我々現代人が想起する「世界の終末」における「世界」は、どちらかといえば、「秩序ある宇宙、この世界の物的秩序、世界中に済んでいる人間、この世のもの、この世のことがら」を表すκοσμοsであり、「時間の面から見た世界」「一つの『時代』、『世代』」を表すαιωνとは異なる。

弟子たちの質問は、「神殿礼拝を中心とする旧い時代の終焉と、それが崩壊した後にやってくる新しい時代の到来」を予言したイエスの御言葉に対するものであるため、αιωνは、「この時代」「この世代」と訳すべきである。

この翻訳を支持し、補強する個所は、マタイ24章34節「まことに、あなたがたに告げます。これらのことが全部起こってしまうまでは、この時代は過ぎ去りません。」である。

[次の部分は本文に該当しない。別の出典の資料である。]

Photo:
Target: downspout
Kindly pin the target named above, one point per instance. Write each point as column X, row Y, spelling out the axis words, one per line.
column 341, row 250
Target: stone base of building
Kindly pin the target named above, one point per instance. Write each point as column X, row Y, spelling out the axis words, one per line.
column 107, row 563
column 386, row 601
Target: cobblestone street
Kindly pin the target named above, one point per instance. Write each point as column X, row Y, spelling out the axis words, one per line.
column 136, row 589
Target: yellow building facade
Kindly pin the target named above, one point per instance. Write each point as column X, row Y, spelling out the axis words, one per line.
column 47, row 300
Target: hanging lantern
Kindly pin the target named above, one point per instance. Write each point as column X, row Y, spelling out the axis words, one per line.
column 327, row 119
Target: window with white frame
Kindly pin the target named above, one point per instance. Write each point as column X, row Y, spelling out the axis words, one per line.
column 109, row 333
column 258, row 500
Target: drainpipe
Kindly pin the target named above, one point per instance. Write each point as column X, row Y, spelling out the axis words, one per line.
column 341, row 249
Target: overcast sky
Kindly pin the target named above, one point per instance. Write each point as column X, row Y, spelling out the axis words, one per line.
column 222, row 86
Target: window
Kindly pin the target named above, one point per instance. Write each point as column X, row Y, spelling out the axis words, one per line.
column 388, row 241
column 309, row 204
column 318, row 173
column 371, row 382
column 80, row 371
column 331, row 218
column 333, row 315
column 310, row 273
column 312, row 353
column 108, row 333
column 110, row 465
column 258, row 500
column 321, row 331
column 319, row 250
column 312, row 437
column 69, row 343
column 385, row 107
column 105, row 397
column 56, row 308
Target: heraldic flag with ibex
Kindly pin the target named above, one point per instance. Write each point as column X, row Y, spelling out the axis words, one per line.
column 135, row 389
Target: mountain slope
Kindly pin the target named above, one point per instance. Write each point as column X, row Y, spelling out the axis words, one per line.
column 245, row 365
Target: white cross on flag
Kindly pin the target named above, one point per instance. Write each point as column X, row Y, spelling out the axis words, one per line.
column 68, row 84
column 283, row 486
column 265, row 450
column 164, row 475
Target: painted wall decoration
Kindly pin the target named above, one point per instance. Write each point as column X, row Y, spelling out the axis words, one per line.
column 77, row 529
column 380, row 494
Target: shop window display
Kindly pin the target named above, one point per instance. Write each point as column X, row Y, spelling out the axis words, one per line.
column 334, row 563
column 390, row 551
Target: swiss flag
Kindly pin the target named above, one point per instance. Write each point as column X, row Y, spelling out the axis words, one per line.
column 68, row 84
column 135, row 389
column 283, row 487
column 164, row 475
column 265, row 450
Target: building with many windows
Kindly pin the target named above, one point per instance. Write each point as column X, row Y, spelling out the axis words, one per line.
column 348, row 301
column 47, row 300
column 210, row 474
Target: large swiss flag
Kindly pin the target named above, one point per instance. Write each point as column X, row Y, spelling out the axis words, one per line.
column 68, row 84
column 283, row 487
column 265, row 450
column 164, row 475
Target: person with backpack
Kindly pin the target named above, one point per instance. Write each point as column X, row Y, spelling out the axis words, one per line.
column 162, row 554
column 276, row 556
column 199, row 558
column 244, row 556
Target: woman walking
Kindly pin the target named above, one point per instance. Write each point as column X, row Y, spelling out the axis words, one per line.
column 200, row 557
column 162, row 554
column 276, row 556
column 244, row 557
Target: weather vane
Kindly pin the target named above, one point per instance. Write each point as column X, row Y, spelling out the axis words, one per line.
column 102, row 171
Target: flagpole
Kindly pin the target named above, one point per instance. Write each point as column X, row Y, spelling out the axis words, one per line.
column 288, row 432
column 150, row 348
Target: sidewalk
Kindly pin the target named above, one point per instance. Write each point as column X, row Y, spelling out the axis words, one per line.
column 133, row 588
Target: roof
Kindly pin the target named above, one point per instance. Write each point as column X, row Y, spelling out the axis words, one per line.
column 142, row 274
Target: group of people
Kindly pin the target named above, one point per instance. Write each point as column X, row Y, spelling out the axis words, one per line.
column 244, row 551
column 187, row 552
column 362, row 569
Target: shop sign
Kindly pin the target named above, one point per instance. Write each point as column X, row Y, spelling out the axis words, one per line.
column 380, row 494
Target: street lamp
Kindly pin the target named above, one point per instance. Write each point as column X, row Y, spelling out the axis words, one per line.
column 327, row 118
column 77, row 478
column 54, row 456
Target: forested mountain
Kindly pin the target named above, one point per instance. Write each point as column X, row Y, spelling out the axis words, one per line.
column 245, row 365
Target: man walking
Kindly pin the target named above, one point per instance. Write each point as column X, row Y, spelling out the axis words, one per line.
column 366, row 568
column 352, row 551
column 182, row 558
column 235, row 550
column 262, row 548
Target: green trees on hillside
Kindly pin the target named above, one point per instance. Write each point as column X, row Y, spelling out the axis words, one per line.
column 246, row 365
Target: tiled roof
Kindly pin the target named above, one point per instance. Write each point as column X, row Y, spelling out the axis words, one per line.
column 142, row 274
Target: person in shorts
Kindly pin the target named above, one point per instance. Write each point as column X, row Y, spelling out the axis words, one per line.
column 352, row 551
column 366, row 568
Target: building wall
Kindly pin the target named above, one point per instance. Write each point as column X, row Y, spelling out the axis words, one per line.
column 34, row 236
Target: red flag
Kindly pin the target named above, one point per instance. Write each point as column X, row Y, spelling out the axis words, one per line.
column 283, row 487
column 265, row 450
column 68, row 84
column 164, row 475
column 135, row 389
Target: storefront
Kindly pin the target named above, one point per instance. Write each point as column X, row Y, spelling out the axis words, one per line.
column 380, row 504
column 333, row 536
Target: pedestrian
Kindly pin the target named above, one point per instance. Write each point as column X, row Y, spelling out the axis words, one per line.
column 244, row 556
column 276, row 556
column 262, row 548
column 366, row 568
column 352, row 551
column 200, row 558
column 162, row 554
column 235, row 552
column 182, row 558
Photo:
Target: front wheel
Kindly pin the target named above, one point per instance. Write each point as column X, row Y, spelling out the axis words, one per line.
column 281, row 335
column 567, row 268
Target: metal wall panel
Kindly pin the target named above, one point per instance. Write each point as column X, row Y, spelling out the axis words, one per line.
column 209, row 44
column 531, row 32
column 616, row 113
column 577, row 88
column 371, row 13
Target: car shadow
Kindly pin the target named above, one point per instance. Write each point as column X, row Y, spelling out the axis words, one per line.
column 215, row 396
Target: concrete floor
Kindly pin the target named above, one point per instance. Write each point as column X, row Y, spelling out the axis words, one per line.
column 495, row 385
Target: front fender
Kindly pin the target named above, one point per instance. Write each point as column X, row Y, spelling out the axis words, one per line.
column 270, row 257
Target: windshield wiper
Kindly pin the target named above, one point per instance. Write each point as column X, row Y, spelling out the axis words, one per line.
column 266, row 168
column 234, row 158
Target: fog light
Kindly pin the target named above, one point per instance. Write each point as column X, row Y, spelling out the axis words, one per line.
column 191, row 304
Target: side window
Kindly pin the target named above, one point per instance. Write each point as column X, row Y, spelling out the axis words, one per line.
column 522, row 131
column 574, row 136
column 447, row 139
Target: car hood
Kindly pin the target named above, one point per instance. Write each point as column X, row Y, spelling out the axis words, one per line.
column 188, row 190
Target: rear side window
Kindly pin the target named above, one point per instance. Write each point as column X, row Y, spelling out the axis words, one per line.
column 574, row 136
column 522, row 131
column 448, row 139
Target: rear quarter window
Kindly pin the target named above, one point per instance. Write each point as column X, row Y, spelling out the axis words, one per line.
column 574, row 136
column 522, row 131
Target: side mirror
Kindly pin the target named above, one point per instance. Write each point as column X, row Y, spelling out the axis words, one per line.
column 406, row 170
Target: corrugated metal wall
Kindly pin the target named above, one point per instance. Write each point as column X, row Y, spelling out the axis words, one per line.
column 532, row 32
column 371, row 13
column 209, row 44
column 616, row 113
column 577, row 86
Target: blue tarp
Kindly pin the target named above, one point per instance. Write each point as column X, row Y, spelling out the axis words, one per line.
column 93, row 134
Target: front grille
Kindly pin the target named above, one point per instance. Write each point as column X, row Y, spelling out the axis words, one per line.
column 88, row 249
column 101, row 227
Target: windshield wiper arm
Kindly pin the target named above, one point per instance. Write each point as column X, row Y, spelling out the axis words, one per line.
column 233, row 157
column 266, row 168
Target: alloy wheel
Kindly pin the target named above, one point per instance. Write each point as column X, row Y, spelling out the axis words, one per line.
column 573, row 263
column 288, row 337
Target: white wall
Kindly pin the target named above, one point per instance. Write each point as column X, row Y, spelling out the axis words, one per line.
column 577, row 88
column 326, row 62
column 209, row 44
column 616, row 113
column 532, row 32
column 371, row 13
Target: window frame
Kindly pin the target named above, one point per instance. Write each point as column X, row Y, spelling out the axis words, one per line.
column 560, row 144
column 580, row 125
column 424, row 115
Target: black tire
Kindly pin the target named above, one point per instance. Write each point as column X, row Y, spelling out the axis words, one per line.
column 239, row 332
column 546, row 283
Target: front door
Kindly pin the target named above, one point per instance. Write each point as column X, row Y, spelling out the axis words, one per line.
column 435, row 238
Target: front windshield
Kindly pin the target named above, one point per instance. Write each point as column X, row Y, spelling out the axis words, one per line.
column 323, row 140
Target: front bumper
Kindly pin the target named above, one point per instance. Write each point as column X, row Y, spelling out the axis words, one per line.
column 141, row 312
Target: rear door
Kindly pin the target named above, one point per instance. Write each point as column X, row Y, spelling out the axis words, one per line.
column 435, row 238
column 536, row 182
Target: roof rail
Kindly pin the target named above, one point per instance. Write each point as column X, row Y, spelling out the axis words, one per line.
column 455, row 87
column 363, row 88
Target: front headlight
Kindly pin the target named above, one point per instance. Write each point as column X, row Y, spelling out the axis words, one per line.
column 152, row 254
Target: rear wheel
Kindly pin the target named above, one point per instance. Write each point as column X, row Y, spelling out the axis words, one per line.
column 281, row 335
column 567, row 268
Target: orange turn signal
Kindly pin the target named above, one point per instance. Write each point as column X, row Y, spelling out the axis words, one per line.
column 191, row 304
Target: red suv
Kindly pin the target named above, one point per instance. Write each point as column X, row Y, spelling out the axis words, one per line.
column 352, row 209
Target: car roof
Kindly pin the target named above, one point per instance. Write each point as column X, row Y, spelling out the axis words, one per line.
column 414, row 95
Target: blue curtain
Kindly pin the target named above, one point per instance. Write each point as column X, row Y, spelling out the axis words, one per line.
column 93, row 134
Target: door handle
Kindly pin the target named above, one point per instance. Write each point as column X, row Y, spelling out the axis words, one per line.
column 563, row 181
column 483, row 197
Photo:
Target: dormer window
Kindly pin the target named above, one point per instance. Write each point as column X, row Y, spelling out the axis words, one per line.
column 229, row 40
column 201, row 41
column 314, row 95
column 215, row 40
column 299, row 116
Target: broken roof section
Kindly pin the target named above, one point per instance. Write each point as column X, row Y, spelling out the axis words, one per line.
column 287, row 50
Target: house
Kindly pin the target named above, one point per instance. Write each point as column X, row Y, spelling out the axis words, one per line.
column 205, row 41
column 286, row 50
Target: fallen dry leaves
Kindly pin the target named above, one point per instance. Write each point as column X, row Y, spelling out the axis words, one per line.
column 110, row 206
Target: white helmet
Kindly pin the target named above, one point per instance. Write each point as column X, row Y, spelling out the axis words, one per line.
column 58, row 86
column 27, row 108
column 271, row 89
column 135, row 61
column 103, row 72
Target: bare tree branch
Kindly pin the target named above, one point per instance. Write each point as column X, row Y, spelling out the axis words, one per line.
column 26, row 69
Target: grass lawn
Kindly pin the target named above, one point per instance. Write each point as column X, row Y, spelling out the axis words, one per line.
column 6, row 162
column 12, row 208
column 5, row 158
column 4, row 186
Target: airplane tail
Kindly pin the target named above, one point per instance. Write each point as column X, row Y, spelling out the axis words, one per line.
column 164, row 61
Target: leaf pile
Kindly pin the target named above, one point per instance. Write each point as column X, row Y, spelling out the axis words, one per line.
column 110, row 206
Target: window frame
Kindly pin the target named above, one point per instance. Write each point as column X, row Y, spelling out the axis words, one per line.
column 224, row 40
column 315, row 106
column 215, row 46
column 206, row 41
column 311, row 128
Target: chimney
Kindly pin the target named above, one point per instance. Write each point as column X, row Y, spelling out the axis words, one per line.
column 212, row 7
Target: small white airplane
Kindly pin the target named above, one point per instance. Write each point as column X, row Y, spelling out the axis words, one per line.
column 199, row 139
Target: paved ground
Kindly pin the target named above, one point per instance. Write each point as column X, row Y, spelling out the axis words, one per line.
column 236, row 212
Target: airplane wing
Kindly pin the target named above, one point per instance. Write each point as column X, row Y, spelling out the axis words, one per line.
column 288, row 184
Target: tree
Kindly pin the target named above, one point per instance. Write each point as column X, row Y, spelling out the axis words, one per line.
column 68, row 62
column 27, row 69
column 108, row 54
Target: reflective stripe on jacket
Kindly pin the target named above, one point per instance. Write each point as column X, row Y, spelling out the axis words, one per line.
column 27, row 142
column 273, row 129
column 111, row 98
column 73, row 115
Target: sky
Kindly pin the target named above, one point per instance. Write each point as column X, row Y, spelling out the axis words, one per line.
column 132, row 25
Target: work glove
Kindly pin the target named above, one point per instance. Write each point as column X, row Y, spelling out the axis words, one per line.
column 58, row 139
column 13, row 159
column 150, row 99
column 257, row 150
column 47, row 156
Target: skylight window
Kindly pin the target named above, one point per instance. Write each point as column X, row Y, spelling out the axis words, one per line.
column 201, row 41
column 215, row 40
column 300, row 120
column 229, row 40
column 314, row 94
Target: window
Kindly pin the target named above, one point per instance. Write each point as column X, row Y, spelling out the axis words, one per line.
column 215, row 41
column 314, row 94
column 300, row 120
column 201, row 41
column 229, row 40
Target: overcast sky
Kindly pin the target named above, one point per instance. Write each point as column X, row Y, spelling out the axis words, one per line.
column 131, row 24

マタイ24章のイエスの発言全体の意図は、「この時代の終わり」を示すことにあったということがここから分かる。

文脈もこれを補強する。
マタイ23章の最終部分では、イエスは「ああ、エルサレム、エルサレム。…見なさい。あなたがたの家は荒れ果てたままに残される。」(37-39)と、「世界」ではなく、「イスラエル」への審判を予言しておられる。